2019年
7月
「自分とまったく同じ考えを持った人はいない」
安積秀幸先生(元高校校長) 中編
──本に対して、若い人たちは直接的で即効性のある「効果」を期待すると見聞きします。その逆、つまりすぐに役立つわけではない(もしかしたら役立たないかもしれない?)本の魅力を伝えるためには、どんな方法があると思われますか?
近頃、高校生だけでなく世の中全体が直接的・速攻で効果を求める風潮になってきているように感じます。役に立つか立たないか、「役に立つ」ということは「何に対して役に立つのか」という問いに帰ってくるように思います。短期的にすぐ必要なことの答えが得られることが「役に立つ」ということでしょうか。
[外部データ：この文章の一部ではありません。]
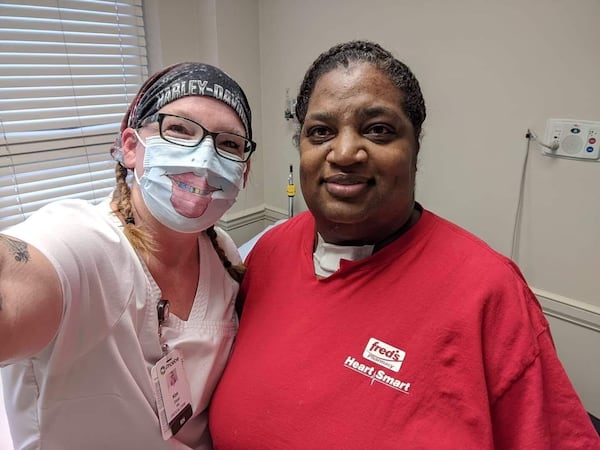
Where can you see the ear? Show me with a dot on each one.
(129, 145)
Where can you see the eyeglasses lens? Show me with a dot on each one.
(185, 132)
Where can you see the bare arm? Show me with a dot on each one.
(30, 299)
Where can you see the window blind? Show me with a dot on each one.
(68, 70)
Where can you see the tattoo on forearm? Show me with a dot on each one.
(17, 248)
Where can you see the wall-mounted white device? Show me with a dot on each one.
(569, 138)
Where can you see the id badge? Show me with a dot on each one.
(172, 393)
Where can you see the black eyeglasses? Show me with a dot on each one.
(187, 133)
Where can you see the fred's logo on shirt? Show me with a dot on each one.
(385, 355)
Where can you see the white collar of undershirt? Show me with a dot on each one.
(326, 257)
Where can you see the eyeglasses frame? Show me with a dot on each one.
(159, 117)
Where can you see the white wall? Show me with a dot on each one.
(489, 71)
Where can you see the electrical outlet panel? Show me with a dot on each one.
(577, 139)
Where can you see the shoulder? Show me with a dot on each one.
(228, 246)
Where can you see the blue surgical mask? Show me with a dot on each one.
(188, 189)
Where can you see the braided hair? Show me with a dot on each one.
(365, 52)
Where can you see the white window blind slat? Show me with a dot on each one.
(68, 71)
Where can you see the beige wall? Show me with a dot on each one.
(489, 71)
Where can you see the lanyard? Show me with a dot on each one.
(162, 308)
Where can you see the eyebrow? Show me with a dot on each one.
(365, 113)
(229, 128)
(375, 111)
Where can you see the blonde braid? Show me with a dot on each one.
(138, 237)
(235, 271)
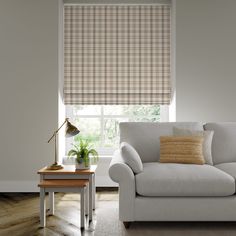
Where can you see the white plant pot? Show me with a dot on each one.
(81, 166)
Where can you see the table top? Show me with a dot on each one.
(68, 169)
(62, 183)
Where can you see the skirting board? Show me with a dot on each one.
(19, 186)
(32, 186)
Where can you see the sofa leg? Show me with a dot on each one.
(126, 224)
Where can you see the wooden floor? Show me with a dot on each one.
(19, 216)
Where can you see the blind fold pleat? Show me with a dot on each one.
(117, 54)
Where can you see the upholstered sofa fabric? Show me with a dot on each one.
(131, 157)
(144, 136)
(181, 149)
(229, 168)
(168, 179)
(224, 141)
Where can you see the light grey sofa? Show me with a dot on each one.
(176, 192)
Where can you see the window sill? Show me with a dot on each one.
(71, 160)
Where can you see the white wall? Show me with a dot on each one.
(205, 60)
(205, 77)
(28, 89)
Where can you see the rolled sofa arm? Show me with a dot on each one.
(122, 174)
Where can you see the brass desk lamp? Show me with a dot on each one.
(71, 131)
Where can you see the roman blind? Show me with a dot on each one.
(117, 54)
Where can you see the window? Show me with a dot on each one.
(100, 123)
(117, 67)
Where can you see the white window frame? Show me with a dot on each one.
(105, 151)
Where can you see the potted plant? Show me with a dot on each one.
(85, 155)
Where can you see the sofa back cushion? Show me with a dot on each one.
(145, 136)
(224, 141)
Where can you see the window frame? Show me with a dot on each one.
(107, 151)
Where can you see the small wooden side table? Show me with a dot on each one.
(61, 185)
(69, 173)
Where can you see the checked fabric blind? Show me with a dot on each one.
(117, 54)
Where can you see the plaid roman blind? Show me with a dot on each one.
(117, 54)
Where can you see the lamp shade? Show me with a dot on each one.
(71, 130)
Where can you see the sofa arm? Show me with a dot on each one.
(122, 174)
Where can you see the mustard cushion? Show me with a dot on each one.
(181, 149)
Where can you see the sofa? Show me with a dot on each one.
(176, 192)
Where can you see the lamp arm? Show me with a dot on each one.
(55, 132)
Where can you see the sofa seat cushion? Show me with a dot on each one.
(229, 168)
(169, 179)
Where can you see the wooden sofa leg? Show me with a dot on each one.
(127, 224)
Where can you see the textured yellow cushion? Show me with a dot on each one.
(181, 149)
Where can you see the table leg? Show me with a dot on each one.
(82, 208)
(94, 192)
(42, 207)
(90, 197)
(51, 203)
(86, 201)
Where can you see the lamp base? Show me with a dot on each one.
(55, 166)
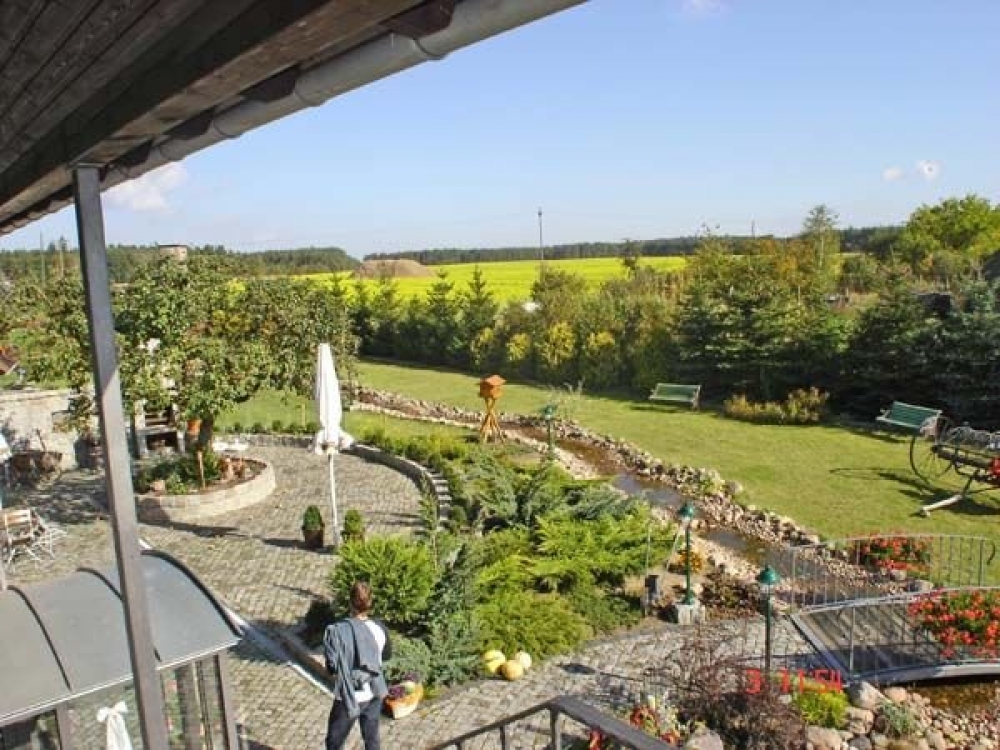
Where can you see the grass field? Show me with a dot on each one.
(512, 280)
(836, 480)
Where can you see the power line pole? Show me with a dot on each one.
(541, 244)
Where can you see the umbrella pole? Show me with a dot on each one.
(333, 499)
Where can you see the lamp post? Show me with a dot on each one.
(549, 415)
(686, 514)
(767, 579)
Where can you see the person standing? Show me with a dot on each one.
(355, 649)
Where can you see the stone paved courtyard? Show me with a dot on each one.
(253, 561)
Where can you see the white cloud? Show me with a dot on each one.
(702, 7)
(149, 192)
(929, 170)
(892, 174)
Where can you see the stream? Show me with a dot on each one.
(752, 550)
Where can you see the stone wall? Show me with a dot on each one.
(25, 411)
(195, 507)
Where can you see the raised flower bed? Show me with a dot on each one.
(965, 623)
(896, 556)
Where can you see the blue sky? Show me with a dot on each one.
(619, 118)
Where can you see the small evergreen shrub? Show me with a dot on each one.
(354, 526)
(822, 708)
(541, 624)
(312, 519)
(605, 613)
(896, 720)
(409, 656)
(401, 573)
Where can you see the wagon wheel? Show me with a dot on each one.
(925, 457)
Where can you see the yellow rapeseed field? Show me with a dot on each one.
(512, 280)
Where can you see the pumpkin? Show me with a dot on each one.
(512, 670)
(524, 658)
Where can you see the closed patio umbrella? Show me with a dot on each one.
(330, 411)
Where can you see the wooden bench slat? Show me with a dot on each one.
(676, 392)
(906, 415)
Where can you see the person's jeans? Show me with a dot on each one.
(339, 725)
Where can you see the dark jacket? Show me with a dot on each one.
(355, 666)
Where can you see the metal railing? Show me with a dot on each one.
(846, 570)
(559, 709)
(882, 638)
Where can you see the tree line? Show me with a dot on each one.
(58, 258)
(919, 322)
(853, 240)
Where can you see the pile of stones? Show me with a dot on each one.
(873, 722)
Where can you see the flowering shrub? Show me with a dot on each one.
(964, 621)
(894, 552)
(660, 722)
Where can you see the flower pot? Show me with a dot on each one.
(313, 538)
(400, 707)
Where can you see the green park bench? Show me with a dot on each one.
(678, 393)
(907, 415)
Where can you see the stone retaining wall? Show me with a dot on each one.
(23, 411)
(195, 507)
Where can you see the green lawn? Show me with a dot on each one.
(269, 406)
(835, 480)
(512, 280)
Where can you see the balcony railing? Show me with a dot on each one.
(558, 710)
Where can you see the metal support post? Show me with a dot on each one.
(118, 473)
(688, 592)
(767, 640)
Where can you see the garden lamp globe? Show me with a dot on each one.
(767, 579)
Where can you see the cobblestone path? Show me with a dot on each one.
(253, 561)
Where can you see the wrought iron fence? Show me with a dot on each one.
(872, 567)
(887, 639)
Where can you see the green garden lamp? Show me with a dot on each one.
(686, 515)
(767, 579)
(549, 415)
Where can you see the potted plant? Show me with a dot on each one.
(312, 528)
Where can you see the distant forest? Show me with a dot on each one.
(123, 260)
(59, 257)
(875, 240)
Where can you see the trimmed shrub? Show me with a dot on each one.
(354, 526)
(605, 613)
(409, 656)
(401, 573)
(822, 708)
(541, 624)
長期的に自分の成長に「役に立つ」という観点では、多くの、いろいろな種類、ジャンルの本が対象になるのではないでしょうか。一冊の本を読めばわからないことや興味を感じるところが必ず出てきます。それを解決するために、また新しい本を読んで調べることになることが多いと思います。
本を読んで知ったことで、忘れてしまっていることも多いのですが、ふとした時に思い出し、それが今、疑問に思っていることの解決の糸口になることがよくあります。私は物理の教員でしたが、理科に全く関係のない本から知りえたことが役に立つ場合が多いように感じます。その時その時、興味のあることの本を読んで見ることがいいのではないでしょうか。
本の魅力を伝えるには、まず前提として自分が興味を持って本を読むことでしょう。その面白さを先に言いましたように伝えることだと思います。
──文学・物語の楽しさについて、先生ご自身はどのようなところにあると思っていらっしゃいますか?
私たちは阪神・淡路大震災を震源地近くで経験しました。その時に多くの人が亡くなりましたが、また、多くのボランティアの方々から人と人のつながり、あたたかさを実感しました。「絆」ということの大切さやありがたさを、身をもって体験しました。
教育委員会に異動になったのが震災直後の4月1日でした。教育委員会で最初に担当したのが「防災教育」でした。「防災教育副読本」編集もしましたが、震災を経験した生徒の作文もたくさん読む機会がありました。目の前で肉親がなくなった経験を書かれたものもあり、読みながら何度も涙を流しました。
そのような経験からかもしれませんが、人と人のつながりや温かさをテーマにした小説は、本当にゆったりとした気持ちで読むことができます。特に江戸時代を舞台にした小説は人と人とのつながりや温かさを感じるものが多いように思います。思わずニヤリとしたり、目頭が熱くなることが通勤途上の電車の中でもありました。人間をテーマにした文学や物語は非常に興味を感じます。
小説や物語は、主人公の生き方や考え方に非常に共感するときもありますし、ミステリーなどでは、展開に面白さを感じることもありますが、「なぜこのような意地悪な展開をするんですか?」と著者に聞いてみたくなる時もあります(笑)。
世間で文学的に優れていると評判の文学作品が教科書などでもよく取り上げられています。しかし、私はいくら「これはいい。」と評価されても、自分自身が面白くなければはっきりと「面白くない」ということにしています。哲学書などは「なぜあのような難しい言い回しをしなければならないのか」と感じるものが多いと思っています。あえて難しく言うのが哲学なのですか?
よく言われることですが、本を通して時代や距離を超えて多くの人と交流ができるということを実感します。自分の知らないことを知ることはこの年になってもワクワクします。自分と同じ考えを持った人はいません。だから人と話をしたり、行動を共にしたりするときに「意見がぶつかることが当たり前、意見が一致することのほうがおかしい。」と思っています。違う考えに触れることは楽しいことではありませんか。
やはり小説や物語は主人公、つまり著者の人生観に触れることができるのが一番の楽しみだと感じています。「読書散歩」でも、小説を多く紹介してきましたが、共感した一文を紹介してきました。